Kundalini Yoga stärkt enorm unser Nerven‑, Drüsen und Hormonsystem. Das Nervensystem ist das übergeordnete System der drei vorher genannten Systeme. Es sendet elektrische Impulse durch dein System. Ein weiterer negativer Nebeneffekt ist, dass dein Blut bei einem überlasteten Nervensystem verunreinigt wird. Dein Körper kann nur gesund und stark sein, wenn das Blut sauber ist. Unsere Nieren haben die Aufgabe, dieses zu reinigen. Sie machen nichts anderes. Neben den Nieren befinden sich zwei kleine Drüsen, die Nebennieren. Diese schütten die Stresshormone Adrenalin, Aldosteron und Cortisol aus. Bei Stress sendet der Hypothalamus an die Hypophyse. Die Hypophyse ist das zentrale Steuerungsorgan deines Hormonsystems.

Kundalini Yoga erzeugt ein Gleichgewicht zwischen Entspannung und Anspannung, also dem parasympathischen (Entspannung) und sympathischen (Anspannung) Nervensystem. Durch Bewegung (Yoga) bauen wir sogenanntes Prana (Energie/Ausdauer) auf und steigern die Ausdauer unserer Nerven. Durch das Prana in deinem Körper wirst du anders oder weniger reagieren. Wenn wir unsere Muskeln dehnen, entgiften wir unseren Körper und reinigen u.a. das Blut.

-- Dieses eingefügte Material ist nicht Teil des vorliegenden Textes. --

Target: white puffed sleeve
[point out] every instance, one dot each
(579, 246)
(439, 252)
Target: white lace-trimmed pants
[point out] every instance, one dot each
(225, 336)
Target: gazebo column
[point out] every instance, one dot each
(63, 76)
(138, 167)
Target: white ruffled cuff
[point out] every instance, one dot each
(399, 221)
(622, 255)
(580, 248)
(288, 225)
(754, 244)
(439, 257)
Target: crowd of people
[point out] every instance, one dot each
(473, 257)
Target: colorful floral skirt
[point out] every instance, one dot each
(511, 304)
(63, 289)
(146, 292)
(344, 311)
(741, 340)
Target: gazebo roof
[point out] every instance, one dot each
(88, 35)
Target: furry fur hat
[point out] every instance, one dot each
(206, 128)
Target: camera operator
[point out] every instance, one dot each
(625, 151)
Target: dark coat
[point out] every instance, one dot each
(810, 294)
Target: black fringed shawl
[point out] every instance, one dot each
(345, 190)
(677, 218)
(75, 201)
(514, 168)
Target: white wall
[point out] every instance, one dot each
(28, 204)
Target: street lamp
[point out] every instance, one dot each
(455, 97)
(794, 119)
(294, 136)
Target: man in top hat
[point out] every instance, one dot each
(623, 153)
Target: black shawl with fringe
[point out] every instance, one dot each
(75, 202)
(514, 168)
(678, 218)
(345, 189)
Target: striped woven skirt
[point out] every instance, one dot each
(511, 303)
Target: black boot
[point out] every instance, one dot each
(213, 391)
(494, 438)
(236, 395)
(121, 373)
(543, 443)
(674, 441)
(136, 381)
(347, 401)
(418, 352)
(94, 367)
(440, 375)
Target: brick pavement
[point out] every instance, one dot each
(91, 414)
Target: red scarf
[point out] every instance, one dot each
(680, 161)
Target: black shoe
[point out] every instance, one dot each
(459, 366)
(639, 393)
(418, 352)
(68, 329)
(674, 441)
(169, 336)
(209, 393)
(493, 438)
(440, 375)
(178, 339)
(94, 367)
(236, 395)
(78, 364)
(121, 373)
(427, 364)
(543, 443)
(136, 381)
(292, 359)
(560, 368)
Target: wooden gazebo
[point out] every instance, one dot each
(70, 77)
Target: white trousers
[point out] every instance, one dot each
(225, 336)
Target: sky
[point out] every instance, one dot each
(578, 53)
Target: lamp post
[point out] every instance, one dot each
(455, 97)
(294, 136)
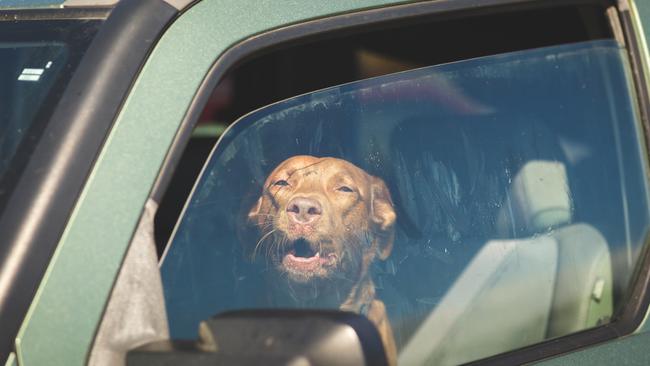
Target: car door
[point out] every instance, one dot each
(138, 157)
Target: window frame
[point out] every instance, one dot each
(635, 305)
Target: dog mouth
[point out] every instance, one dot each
(307, 259)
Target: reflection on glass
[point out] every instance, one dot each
(467, 209)
(28, 72)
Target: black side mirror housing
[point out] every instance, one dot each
(272, 337)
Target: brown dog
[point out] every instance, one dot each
(323, 221)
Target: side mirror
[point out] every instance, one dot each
(272, 337)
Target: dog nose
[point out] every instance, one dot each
(304, 210)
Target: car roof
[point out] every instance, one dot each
(39, 4)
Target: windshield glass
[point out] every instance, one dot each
(467, 209)
(37, 60)
(28, 72)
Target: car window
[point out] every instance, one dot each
(28, 71)
(37, 60)
(467, 209)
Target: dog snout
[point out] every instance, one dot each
(303, 210)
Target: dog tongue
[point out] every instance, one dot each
(302, 263)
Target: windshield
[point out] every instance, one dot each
(467, 209)
(37, 60)
(28, 72)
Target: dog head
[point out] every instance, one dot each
(323, 219)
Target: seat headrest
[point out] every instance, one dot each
(539, 198)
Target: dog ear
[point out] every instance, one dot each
(253, 213)
(383, 217)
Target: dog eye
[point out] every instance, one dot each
(345, 189)
(281, 182)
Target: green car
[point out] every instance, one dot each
(379, 182)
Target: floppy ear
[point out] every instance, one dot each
(253, 213)
(383, 217)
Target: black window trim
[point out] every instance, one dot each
(635, 305)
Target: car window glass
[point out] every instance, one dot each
(28, 71)
(478, 207)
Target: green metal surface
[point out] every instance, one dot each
(62, 320)
(627, 351)
(11, 360)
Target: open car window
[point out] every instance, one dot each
(467, 209)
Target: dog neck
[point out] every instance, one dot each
(324, 295)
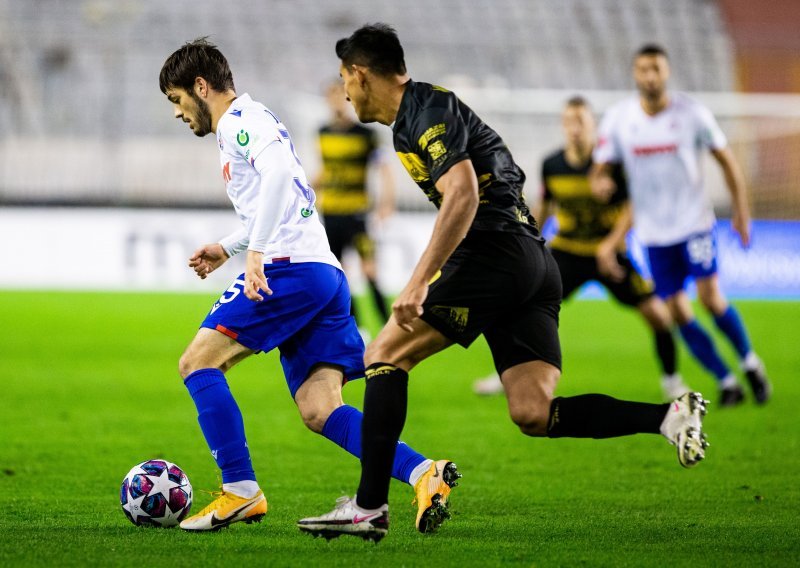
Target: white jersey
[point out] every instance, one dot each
(661, 155)
(268, 188)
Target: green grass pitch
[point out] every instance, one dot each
(90, 387)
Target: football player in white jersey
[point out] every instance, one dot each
(658, 136)
(293, 296)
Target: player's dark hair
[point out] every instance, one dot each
(577, 101)
(651, 49)
(198, 58)
(375, 46)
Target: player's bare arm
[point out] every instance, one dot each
(607, 250)
(459, 189)
(734, 179)
(255, 281)
(602, 182)
(207, 259)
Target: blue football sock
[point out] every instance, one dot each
(221, 423)
(343, 428)
(731, 325)
(703, 349)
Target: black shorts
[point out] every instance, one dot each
(576, 270)
(506, 287)
(349, 231)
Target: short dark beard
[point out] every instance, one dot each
(203, 118)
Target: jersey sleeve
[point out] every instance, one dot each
(440, 140)
(709, 134)
(607, 150)
(250, 133)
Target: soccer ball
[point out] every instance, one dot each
(156, 492)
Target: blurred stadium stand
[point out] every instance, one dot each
(82, 120)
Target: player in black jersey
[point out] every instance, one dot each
(485, 271)
(347, 150)
(590, 242)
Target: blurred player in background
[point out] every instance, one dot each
(293, 294)
(590, 243)
(485, 271)
(658, 136)
(348, 149)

Singen (chanten) oder rezitieren von Mantren hat einen riesigen Effekt auf unser Stressempfinden. Beim Chanten berührt deine Zunge den Gaumen, an dem sich unzählig viele Meridiane befinden. Hinter dem Gaumen sitzt der Hypothalamus. Durch das Berühren der Zunge am Gaumen werden die Meridiane angeregt und somit der Hypothalamus. Ein bekanntes Beispiel ist die 4-Phasen-Atmung. Sat Nam ist wohl das bekannteste Mantra im Kundalini-Yoga. Es bedeutet so viel wie „wahre Identität“ und ist der schnellste Weg, dich mit DIR und deinem eigenen Rhythmus zu verbinden. Du findest direkt innerliche Ruhe. Bei Sorgen & Ängsten, denke SAT beim einatmen und NAM beim ausatmen.

Nutze die Natur, um in die Entspannung zu kommen. Gehe in die Natur: Es hat einen sofort Entspannungseffekt auf all unsere Zellen, reinigt das Blut und versorgt uns mit Sauerstoff.